Woher stammen die Werke?
Karolina Kühn: Die Exponate stammen aus ganz unterschiedlichen Archiven und von diversen Leihgeber*innen. Unter den Kunstwerken gibt es historische Positionen und neue Arbeiten, die teilweise eigens für die Ausstellung entstanden sind. Zu den historischen Exponaten zählen Ego-Dokumente, Selbstzeugnisse oder Zeitschriften, die von privaten Leihgeber*innen oder von verschiedenen Archiven zur Verfügung gestellt wurden. Dabei sind die selbstorganisierten Archive aus der queeren Szene besonders hervorzuheben, wie zum Beispiel das Forum Queeres Archiv hier in München.
Wieso habt ihr euch dazu entschieden, gerade diese Ausstellung anhand des Storytellings auch online erfahrbar zu machen?
Ilona Holzmeier: Uns war schnell klar, dass wir der Geschichte von LGBTIQ+ größere Sichtbarkeit verleihen wollen. Und da war es für uns wichtig, dass wir Menschen, die nicht zu uns ins Museum kommen können, sei es aus Zeit – oder Mobilitätsgründen oder wenn einfach die Affinität für klassische Ausstellungen fehlt, nicht ausschließen. Außerdem gibt es das Storytelling auch auf Englisch, damit dieses vielschichtige Thema auch international noch mehr Sichtbarkeit erfährt. Wir mussten uns dabei selbstverständlich auf den Kern der Ausstellung konzentrieren, weswegen im Storytelling viel weniger Exponate zu sehen sind als in der Ausstellung. So hat man aber trotzdem die Möglichkeit, sich in einer überschaubaren Form mit der Thematik zu beschäftigen. Das Storytelling wird zudem auch nach Ausstellungsende online bleiben und ist somit für unterschiedliche Zielgruppen sehr gut nutzbar. Beispielsweise für Lehrkräfte, die das Thema gerne in den Unterricht einbauen möchten.
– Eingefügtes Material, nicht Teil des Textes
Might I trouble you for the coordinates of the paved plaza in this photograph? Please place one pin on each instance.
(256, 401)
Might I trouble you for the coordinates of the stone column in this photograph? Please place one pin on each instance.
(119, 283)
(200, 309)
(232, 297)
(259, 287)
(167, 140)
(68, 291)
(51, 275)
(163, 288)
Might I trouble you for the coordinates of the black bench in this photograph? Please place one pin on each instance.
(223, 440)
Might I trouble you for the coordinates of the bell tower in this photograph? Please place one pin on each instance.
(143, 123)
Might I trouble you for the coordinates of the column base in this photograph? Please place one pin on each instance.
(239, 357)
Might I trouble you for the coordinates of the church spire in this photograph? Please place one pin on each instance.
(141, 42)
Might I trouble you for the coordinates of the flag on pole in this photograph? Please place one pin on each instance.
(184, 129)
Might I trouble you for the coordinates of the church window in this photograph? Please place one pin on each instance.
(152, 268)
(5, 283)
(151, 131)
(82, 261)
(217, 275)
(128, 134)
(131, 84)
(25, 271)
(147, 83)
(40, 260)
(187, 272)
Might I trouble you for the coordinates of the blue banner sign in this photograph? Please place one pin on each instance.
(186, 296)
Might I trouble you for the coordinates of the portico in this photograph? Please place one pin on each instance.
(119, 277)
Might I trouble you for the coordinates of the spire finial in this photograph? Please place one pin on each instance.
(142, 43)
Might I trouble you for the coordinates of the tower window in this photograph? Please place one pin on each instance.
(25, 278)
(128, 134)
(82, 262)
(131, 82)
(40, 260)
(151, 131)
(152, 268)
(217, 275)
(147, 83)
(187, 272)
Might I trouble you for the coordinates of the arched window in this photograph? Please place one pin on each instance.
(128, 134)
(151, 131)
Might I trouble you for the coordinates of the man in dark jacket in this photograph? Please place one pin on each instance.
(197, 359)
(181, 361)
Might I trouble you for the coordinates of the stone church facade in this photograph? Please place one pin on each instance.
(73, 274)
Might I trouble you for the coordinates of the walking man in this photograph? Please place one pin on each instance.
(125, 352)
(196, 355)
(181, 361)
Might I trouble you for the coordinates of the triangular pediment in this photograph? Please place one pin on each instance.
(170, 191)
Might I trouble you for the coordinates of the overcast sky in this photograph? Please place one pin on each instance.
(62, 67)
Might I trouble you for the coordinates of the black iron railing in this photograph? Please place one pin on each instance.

Karolina Kühn: Wir werden auch wirklich häufig gefragt, ob die Ausstellung wandert, und das wird sie leider nicht tun, aber wir können zumindest immer auf das Storytelling verweisen, was mich sehr freut.
Inwiefern spielt die Kunst denn eine tragende Rolle in der Sichtbarkeit von Queerness?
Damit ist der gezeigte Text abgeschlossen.